A wake-up call for the Indian banking sector came in February 2016 in the form of a SWIFT system hack involving Bangladesh Bank in our neighbourhood, exposing the soft underbelly of large international fund flows through this network. Not surprisingly, several Indian banks faced multiple incidents of a similar nature in subsequent years, notably the $171 million (about ₹1,400 crore) hack at Union Bank of India in July 2016 and the ₹94 crore online attack on Pune-based Cosmos Bank in August 2018.
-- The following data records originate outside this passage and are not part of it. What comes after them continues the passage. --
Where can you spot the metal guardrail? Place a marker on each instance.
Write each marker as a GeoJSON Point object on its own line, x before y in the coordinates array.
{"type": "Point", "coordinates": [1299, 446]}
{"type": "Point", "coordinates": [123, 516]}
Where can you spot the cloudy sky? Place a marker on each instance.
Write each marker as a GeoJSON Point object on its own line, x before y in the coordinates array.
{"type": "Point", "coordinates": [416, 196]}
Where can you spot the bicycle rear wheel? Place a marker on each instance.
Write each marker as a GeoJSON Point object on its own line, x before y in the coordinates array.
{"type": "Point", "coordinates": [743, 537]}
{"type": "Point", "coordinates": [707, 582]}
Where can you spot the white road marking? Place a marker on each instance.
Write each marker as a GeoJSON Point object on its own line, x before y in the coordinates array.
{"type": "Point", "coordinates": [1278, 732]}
India’s bank regulator had taken note of this emerging risk. RBI had been working on appropriate regulations to deal with cyber risk and building its own supervisory capability to audit the IT systems of banks for cyber security and resilience. It also set up Reserve Bank Information Technology Pvt Ltd (ReBIT), its technology subsidiary, which I had the privilege of heading for five years. These efforts arguably improved the cyber posture of banks.
Central banks that have always had to worry about financial stability now have cyber risk looming on their radar. An entire chapter in the International Monetary Fund’s financial stability report released in mid-April deals with cyber risk. The report notes that cyber attacks have doubled since the pandemic and pose an acute threat to macro-financial stability, as shocks can arise from disruptions of critical services that are put at risk by their interconnectedness and from lost confidence. The Fund report’s prescribed remedy: Strengthen cyber resilience through a coordinated national and sectoral effort, technology investments and the development of a well-skilled cyber workforce.
Apart from considerations of financial stability, India also relies heavily on its digital public infrastructure to deliver financial and other essential services. Being in a rough neighbourhood, so to speak, the possibility of remote-controlled cyber attacks needs to be guarded against in full earnest.
Given this background, I, for one, would not fault the strong regulatory measures adopted by RBI, and would hope that regulated entities see these as forming a well-lit path towards higher-level IT capabilities that make for safer banking. The journey will help them not only mitigate risks better, but also get their digital banking services up to speed with what’s needed.
Bank boards and their top managers have their jobs cut out. They must aim to know more, understand better and execute well. Risk management, after all, is at the heart of banking.